My point is that, no, it's not. The three points of the triad are inextricably linked. More C and/or I means less A (and A tends to be sidelined in favor of C and I these days).

> OCSP and CRL is soft-fail by default in all browser I'm aware of.

Not on government systems they aren't (STIG id: v-44789). Also, if we're going all in on https we should go all in on https.

> ... Stapling

How is the server supposed to get a response to staple if the responder is unavailable?

Also, time. Also, client root of trust. Also, fat-fingering the hostname when the DNS gets updated. Also, public wifi which does mitm...

Bottom line: this is a decision which prioritizes confidentiality and integrity over availability for the entire .gov with (seemingly) no recourse.

Edit: quote from upstream, corrected STIG id

[konklone]

To quote my comment from above - bear in mind that when it comes to plain HTTP, it's not just the system's confidentiality and integrity that you need to weigh against availability: it's the user's confidentiality and integrity.

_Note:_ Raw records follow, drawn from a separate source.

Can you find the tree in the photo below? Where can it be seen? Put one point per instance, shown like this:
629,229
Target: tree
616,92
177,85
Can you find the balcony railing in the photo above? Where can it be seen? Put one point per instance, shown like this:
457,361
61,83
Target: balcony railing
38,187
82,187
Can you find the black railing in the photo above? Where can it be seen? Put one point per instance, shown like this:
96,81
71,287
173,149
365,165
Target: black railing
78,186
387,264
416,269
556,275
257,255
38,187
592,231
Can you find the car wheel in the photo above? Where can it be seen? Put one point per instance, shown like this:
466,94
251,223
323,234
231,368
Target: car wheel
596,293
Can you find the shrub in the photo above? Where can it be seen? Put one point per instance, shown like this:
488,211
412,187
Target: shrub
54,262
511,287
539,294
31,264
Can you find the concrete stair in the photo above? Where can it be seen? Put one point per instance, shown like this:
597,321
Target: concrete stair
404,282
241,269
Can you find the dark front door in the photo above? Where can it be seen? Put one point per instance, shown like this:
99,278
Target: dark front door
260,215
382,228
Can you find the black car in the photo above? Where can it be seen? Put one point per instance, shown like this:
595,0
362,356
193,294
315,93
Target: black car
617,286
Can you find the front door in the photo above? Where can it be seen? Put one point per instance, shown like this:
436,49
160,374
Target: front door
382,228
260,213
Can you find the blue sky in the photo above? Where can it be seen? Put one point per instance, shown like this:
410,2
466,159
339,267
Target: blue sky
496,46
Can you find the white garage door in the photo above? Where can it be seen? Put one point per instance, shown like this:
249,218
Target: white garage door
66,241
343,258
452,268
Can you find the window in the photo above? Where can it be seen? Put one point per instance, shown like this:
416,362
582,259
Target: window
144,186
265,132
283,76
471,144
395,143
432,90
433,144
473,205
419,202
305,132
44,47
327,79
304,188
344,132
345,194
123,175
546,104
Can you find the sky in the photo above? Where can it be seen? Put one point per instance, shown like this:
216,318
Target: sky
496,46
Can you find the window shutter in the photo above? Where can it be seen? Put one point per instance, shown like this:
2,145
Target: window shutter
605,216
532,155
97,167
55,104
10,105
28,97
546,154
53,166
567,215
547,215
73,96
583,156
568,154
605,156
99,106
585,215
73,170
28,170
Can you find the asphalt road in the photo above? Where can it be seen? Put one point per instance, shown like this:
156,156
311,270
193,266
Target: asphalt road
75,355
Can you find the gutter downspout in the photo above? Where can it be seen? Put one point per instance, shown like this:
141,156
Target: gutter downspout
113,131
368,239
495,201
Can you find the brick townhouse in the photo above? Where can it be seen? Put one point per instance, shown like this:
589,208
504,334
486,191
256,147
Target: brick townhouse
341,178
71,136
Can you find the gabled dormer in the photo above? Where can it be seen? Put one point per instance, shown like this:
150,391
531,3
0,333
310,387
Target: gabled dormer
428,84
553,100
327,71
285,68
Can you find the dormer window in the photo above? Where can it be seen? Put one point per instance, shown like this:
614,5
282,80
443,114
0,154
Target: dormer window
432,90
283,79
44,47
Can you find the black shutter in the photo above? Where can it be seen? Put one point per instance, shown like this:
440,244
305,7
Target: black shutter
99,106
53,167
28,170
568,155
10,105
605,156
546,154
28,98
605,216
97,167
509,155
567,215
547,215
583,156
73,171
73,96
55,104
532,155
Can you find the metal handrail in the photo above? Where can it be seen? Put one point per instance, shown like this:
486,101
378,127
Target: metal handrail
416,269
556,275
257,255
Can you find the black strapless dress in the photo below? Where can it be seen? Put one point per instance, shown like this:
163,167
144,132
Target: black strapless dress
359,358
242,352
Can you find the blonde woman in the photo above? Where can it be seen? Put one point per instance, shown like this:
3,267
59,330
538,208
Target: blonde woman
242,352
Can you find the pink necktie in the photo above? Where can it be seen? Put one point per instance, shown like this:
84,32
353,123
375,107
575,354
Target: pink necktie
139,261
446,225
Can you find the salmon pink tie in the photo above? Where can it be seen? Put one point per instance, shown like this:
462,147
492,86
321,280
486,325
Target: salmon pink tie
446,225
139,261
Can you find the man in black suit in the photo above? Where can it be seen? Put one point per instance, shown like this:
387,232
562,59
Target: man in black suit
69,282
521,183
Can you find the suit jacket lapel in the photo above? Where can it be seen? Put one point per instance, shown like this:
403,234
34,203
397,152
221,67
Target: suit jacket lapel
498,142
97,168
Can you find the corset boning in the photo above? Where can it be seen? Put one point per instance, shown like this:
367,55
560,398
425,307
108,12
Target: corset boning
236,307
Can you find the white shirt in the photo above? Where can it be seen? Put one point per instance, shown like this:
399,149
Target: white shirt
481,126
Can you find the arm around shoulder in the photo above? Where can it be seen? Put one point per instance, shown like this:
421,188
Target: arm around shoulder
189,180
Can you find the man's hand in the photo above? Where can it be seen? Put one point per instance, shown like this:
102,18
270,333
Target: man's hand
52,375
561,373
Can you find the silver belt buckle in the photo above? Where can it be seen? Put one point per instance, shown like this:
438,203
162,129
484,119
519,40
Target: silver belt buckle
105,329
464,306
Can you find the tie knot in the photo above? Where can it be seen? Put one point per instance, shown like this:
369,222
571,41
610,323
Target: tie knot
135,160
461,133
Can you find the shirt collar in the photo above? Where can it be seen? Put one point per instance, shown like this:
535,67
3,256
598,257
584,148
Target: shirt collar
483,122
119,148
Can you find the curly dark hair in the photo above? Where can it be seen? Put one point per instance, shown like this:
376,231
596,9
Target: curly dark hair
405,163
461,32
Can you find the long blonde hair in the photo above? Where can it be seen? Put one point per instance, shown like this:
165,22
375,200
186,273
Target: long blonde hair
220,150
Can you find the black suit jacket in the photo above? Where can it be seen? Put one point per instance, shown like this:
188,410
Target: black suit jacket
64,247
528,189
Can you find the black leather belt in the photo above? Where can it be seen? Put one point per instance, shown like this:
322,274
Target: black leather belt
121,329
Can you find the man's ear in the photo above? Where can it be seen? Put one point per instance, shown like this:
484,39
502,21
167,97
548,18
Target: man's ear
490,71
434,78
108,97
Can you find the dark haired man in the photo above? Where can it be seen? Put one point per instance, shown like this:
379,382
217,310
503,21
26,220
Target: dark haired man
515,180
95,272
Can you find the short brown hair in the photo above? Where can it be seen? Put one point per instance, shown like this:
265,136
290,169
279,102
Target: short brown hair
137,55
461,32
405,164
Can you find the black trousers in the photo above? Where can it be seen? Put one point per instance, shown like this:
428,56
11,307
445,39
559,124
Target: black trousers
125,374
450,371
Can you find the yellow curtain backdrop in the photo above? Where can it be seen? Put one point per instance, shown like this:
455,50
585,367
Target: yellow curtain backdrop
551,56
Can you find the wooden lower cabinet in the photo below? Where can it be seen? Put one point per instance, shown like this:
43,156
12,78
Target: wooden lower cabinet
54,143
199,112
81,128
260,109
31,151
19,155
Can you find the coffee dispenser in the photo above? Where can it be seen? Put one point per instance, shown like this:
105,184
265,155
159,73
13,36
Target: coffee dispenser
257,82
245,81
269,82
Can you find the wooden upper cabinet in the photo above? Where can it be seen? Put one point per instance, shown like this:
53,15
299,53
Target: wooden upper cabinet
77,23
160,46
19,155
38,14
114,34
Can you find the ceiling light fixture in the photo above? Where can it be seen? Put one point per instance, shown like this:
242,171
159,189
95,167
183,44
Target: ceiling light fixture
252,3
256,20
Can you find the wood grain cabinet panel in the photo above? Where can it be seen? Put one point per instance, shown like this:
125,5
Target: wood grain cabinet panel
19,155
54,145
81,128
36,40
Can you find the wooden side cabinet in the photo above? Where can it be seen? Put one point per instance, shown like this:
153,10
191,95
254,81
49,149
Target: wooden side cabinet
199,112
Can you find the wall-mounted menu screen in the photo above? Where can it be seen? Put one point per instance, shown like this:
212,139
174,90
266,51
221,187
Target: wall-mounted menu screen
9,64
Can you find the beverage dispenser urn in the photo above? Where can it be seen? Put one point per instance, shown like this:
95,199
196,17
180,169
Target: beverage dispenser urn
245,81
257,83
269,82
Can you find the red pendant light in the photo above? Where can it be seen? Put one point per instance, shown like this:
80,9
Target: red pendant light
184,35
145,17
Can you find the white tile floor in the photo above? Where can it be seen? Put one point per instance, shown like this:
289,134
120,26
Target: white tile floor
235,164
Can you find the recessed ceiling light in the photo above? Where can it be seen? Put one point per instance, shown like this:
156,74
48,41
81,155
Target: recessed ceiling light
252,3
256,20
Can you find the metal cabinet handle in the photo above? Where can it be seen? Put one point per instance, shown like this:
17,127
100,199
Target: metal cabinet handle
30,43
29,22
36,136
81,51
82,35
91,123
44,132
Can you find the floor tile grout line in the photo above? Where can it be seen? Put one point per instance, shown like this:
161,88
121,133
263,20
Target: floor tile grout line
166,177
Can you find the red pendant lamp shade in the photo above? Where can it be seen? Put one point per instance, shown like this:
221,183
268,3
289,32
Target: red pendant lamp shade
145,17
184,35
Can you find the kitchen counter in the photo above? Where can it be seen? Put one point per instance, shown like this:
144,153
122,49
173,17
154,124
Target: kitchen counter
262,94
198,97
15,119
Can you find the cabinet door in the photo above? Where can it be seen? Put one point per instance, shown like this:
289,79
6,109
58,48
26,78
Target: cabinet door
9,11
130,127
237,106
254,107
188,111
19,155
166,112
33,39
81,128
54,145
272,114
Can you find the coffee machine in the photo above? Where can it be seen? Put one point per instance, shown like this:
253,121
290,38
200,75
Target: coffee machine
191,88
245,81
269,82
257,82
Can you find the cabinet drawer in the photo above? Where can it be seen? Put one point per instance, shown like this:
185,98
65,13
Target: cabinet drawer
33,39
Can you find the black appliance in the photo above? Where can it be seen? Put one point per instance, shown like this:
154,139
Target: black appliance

That's a larger moral responsibility, in my opinion. And consider that the fallback to prioritize availability in case of a non-attack cert error (e.g. revocation or expiration) is to ask the user to look at a certificate warning and make a personal trust decision about it. There are precious few users who can safely make that kind of a decision. And even if they "get it right" that time and click through and aren't attacked, you're training users to click through warnings, and helping them subject themselves to attacks in the future.

I would argue that that kind of "availability" is a very weak sort of availability. The government has enough problems with training people to click through certificate warnings (see: https://www.iad.gov) -- intentionally leaving that hole open seems unwise.

[pfg]

> Not on government systems they aren't (STIG id: v-44789). Also, if we're going all in on https we should go all in on https.

I found this description: "By setting this policy to true, the previous behavior is restored and online OCSP/CRL checks will be performed. If the policy is not set, or is set to false, then Chrome will not perform online revocation checks. [...]"

This seems to address the fact that Chrome does not perform OCSP queries at all, instead relying on its CRLSets. However, even back when Chrome did OCSP queries, it was soft-fail (as is every other browser). The "previous behavior" would thus be to query OCSP, but fail silently anyway.

> How is the server supposed to get a response to staple if the responder is unavailable?

OCSP responses from publicly-trusted CAs are typically valid for 10 days, and they're updated at least once every 4 days (IIRC). That'll leave 6 days for the responder to come back online in the worst case (or 6 days to tell everyone about "badidea" in case the CA is nuked from orbit, along with any other publicly-trusted CA the site might switch to). (Let's not forget it's soft-fail, so this is just a theoretical exercise).

> Bottom line: this is a decision which prioritizes confidentiality and integrity over availability for the entire .gov with (seemingly) no recourse.

I'll give you that. I just don't think the availability concerns are bad enough to outweigh the benefits, and they can be mitigated in just about any scenario.